Based on the survey scores, the alliance is able to judge who is most in need of housing assistance.
“The survey is like a triage. What comes out is a score for who is most vulnerable,” said Bulthuis. “We have some excellent data about the homeless in shelters, but we know a lot less about the hidden homeless.”
The “hidden homeless” can include people who are staying on friends’ couches or in hostels, or living out of their cars.
“People become strategic and resourceful,” said Reimer. “They figure out where they can get food, where it’s safe to sleep. They don’t think about, ‘How do I get out of this pattern, this rut.’”
Volunteer Allison Everett debriefs the survey teams to see what homeless people have been saying in response to the questionnaires. Many of their stories include problems with addiction and violence.
She said that the campaign focuses on housing first, because it is the first step in preventing chronic homelessness. If people have a roof over their head it allows them to make connections to other resources like health care and education.
“We need to focus on shelter first and then we can work our way up the ladder,” said Everett.
Bulthuis said the campaign is not just to raise awareness but to create better strategies for dealing with homelessness. The data collected from the survey will be made available to different housing programs.

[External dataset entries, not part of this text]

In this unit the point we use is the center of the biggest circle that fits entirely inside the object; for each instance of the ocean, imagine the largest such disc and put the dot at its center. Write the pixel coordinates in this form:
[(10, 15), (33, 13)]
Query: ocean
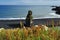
[(21, 11)]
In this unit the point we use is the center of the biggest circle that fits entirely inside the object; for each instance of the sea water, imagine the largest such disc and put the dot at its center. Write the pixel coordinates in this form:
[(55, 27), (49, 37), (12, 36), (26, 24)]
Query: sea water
[(21, 11)]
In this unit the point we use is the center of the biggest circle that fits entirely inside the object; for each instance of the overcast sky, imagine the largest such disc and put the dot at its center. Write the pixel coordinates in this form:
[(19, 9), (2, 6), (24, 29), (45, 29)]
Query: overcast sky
[(29, 2)]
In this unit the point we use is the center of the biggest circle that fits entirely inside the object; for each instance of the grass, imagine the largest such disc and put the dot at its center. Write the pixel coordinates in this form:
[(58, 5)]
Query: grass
[(33, 33)]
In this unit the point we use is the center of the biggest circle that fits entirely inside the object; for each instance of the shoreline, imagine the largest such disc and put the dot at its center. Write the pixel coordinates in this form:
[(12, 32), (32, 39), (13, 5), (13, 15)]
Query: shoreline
[(43, 21)]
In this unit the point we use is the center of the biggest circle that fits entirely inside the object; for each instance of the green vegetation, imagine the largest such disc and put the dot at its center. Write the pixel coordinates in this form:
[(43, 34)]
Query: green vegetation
[(33, 33)]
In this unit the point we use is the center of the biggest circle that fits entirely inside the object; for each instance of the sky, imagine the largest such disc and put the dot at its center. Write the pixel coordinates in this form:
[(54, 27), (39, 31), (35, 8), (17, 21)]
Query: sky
[(29, 2)]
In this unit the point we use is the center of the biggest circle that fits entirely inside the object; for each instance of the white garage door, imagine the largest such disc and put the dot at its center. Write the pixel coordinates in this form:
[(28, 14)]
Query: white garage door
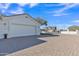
[(1, 30), (21, 30)]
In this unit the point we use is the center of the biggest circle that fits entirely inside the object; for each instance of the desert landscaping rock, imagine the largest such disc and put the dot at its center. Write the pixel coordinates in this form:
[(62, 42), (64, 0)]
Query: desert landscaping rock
[(63, 45)]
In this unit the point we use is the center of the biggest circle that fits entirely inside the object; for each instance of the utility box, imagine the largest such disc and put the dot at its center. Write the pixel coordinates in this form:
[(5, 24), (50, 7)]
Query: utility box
[(5, 36)]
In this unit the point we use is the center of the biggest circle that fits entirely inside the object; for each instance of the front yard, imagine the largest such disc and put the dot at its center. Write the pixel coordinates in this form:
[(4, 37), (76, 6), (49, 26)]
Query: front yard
[(54, 46)]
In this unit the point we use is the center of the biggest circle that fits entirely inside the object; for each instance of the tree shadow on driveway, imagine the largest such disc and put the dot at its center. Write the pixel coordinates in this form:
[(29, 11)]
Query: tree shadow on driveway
[(11, 45)]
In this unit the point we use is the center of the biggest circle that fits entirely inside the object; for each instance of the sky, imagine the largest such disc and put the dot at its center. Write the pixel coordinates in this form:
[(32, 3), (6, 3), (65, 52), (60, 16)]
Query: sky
[(61, 15)]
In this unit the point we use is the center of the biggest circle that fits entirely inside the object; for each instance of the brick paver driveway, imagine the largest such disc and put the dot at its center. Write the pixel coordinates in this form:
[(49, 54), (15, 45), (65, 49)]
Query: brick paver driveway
[(11, 45), (55, 45)]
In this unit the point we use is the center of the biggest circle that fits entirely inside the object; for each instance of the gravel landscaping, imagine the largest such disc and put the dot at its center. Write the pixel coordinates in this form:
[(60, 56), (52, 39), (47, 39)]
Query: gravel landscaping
[(63, 45)]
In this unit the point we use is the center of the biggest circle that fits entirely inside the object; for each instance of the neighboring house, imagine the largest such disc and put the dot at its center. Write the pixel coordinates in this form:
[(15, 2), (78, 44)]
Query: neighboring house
[(18, 25)]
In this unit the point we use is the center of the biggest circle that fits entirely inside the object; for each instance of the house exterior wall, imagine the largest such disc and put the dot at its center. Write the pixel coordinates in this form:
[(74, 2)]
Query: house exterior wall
[(21, 25)]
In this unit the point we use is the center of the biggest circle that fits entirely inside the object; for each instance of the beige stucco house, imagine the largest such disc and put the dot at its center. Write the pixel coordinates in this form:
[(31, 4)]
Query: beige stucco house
[(18, 25)]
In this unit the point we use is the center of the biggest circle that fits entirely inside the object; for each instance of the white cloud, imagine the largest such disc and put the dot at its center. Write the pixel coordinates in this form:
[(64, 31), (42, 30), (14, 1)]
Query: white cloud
[(60, 14), (4, 7), (76, 21), (31, 5), (67, 6), (17, 11), (60, 11)]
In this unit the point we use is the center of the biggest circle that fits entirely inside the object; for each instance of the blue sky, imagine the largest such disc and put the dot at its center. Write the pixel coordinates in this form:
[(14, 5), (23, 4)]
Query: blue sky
[(61, 15)]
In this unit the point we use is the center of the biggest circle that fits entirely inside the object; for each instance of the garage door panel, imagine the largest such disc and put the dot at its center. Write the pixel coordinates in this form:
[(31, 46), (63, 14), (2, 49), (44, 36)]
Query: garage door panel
[(20, 30)]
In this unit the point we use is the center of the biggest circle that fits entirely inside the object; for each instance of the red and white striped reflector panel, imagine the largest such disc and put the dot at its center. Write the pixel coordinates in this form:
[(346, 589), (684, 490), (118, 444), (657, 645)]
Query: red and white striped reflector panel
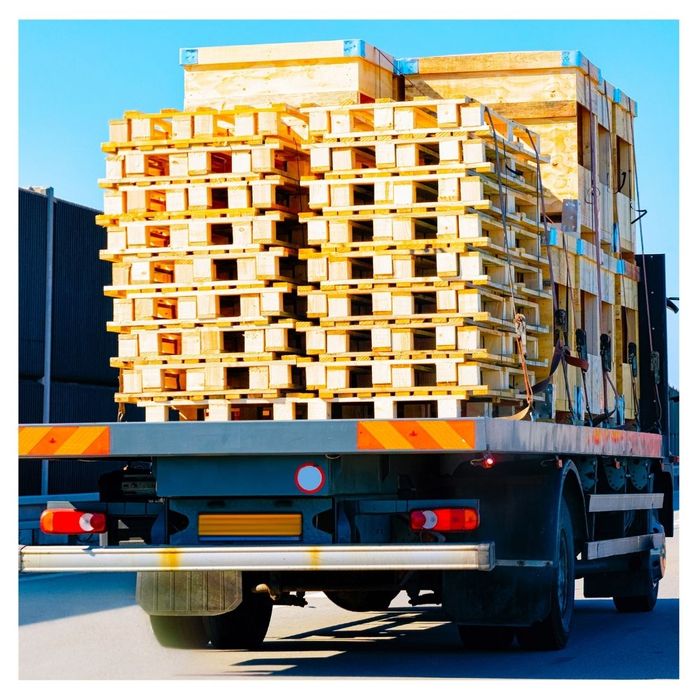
[(444, 519), (66, 521)]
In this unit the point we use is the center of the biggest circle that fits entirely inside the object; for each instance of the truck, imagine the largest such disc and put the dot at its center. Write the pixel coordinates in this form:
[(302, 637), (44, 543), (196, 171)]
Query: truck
[(492, 518)]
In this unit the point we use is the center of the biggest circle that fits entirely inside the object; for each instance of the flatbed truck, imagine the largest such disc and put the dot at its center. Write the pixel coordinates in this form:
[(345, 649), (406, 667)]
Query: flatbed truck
[(492, 518)]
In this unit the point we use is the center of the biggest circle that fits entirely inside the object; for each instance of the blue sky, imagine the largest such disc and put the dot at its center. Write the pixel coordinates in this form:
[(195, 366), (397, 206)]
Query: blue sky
[(75, 75)]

The alliance would work with the city to improve and co-ordinate existing social services, as well as to create new housing solutions. One option might include working with landlords to provide rent supplements.
“It’s a call to action. We all have a role to play,” said Bulthuis. “It’s ensuring that when they become housed, that they feel like a part of the community. When they’re moving into a new apartment, we can help to furnish it and make it a home.”
Campaign organizers will present their top findings from the survey to the public at 10 a.m. Thursday at the Ottawa Little Theatre.